セイバーメトリクスの視点で過去の打撃ベスト10を振り返ろう~1964年編~
2020/05/22
Getty Images, DELTA・道作
1964年のパ・リーグ
チーム 試合 勝率 得点 失点 得失点差
南海 150 .571 653 562 91
阪急 150 .549 590 547 43
東映 150 .534 555 530 25
東京 150 .531 535 512 23
西鉄 150 .438 549 617 -68
近鉄 150 .377 546 660 -114
この年は出塁率.384、長打率.556と満遍なく力を発揮し、欠場の少なかったダリル・スペンサー(阪急)がwRAA45.1でリーグをリードした。44.0を記録した2番手の張本勲(東映)は60年代から70年代前半まで、総合打撃指標で一貫してパ・リーグ首位の座を争った打者である。
私にとって最も意外だったのはwRAA43.6で3位に入った広瀬叔功(南海)である。広瀬は歴代通算2位の596盗塁を記録したスラッガーとは程遠いイメージの選手だ。この年は欠場が多く打席が少なかったためwRAAは3位に留まっているが、1打席当たり打撃貢献を示すwOBA(※3)では.413で首位になっている。この年、打席に迎えた時に最も恐ろしい打者はこの広瀬だったというわけだ。四球と長打に特性を持たないこのタイプにしては稀有のことである。広瀬はかなりの早打ちであったのだ。
4位以下にも常連選手が多く並んでいる。wRAA34.1で4位の野村克也(南海)は最多本塁打(41本)、5位の榎本喜八(東京)は最多四死球が上位ランクインの要因となっている。

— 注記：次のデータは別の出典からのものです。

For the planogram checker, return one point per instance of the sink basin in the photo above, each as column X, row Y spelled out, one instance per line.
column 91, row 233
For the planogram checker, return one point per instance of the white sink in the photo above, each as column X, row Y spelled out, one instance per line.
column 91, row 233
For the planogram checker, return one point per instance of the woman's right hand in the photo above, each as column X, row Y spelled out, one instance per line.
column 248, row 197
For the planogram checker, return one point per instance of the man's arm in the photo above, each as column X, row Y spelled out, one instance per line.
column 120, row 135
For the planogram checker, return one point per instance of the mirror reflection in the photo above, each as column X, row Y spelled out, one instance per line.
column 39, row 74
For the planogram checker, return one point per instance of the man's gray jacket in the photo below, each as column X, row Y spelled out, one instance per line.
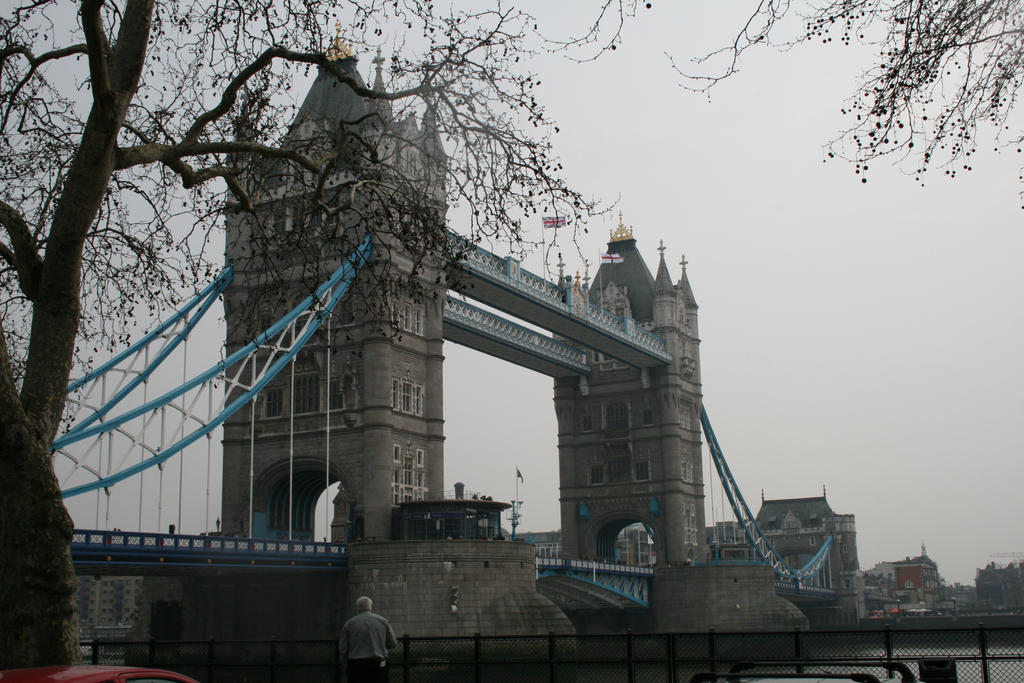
column 366, row 636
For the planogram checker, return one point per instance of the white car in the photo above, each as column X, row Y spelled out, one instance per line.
column 748, row 672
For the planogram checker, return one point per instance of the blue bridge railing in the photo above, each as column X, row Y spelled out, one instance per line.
column 98, row 547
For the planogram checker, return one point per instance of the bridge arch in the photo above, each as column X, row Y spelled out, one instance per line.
column 605, row 534
column 302, row 481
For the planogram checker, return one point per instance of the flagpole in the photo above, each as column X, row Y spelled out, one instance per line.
column 515, row 503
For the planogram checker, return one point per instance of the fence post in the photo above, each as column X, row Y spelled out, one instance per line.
column 631, row 676
column 209, row 662
column 337, row 659
column 797, row 649
column 273, row 659
column 551, row 657
column 407, row 674
column 477, row 670
column 671, row 653
column 983, row 649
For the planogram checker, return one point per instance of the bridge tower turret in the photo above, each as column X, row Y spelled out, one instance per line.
column 361, row 403
column 629, row 437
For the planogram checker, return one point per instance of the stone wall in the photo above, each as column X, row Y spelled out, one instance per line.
column 724, row 598
column 242, row 605
column 453, row 588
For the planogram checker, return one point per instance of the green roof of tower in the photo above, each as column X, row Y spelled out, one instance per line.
column 631, row 271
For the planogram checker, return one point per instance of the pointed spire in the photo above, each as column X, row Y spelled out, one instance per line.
column 684, row 284
column 378, row 72
column 663, row 281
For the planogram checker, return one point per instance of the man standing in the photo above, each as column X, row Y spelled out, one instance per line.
column 364, row 643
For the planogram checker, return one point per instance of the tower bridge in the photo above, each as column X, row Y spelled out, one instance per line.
column 325, row 397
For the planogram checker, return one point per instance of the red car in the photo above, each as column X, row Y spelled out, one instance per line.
column 89, row 674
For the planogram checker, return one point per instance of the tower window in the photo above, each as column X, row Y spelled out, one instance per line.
column 407, row 396
column 642, row 470
column 617, row 418
column 306, row 393
column 273, row 402
column 619, row 469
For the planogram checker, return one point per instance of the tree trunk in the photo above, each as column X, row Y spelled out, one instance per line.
column 38, row 612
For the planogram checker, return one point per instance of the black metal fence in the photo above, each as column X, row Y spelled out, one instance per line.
column 980, row 654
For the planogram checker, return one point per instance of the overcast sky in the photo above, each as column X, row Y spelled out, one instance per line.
column 859, row 337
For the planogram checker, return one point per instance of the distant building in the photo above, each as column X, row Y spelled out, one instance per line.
column 799, row 526
column 108, row 601
column 1000, row 588
column 916, row 581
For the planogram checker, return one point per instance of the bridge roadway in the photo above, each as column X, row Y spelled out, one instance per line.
column 599, row 585
column 503, row 284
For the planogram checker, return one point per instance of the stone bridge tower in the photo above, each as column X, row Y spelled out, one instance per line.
column 363, row 402
column 629, row 438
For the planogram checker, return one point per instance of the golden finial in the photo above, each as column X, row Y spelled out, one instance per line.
column 622, row 232
column 339, row 49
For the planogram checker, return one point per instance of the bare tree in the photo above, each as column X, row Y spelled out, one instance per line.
column 123, row 126
column 945, row 70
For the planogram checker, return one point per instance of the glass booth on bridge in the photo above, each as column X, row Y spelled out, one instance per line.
column 450, row 519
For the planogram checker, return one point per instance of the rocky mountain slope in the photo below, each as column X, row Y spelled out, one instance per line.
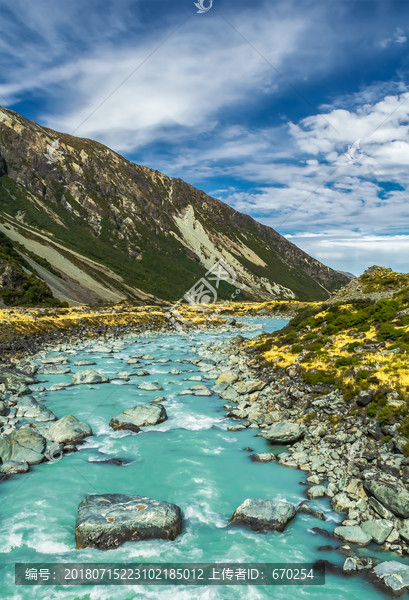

トップ10以外で面白いと感じたのは近鉄のチャック・アシージアンである。スタッツは平凡に見える。素行に問題があり、ジョー・スタンカ(南海)と誰も止められないほどの乱闘を起こしたエピソードなどから、日本に馴染めなかった様子がうかがえる。
彼は1962年にはMLBのクリーブランド・インディアンスで、後に阪神で活躍するウィリー・カークランドと右翼・左翼を守っていた。1961年に173打数で打率.289、12本塁打、1962年に336打数で打率.274、21本塁打。打者の長打力を示すISO(長打率-打率)はそれぞれ.266、.223とMLBでもかなりの実績を残している。日本の球団の食指が思わず動くようなパワーヒッターである。比較的若い時点で来日したことを考えてもカークランド以上の活躍を期待して不思議はなく、近鉄の選択はおかしくなかった。
また1962年にMLBでこれだけの活躍を見せながら、1964年には日本でプレーすることになったというのは当時としては意外なことだ。1963年に一体何があったのだろうか。本人も想像していなかったような境遇で、それが素行の問題につながっていたとも考えられる。精神面のケアは現代と比ぶべくもない。このように当時の成績を眺めているだけで背景が見えてくる選手はいる。余談ではあるが、実像が不明でも、成績を眺めているだけでイップスの形跡を見て取れる選手すらほかには存在する。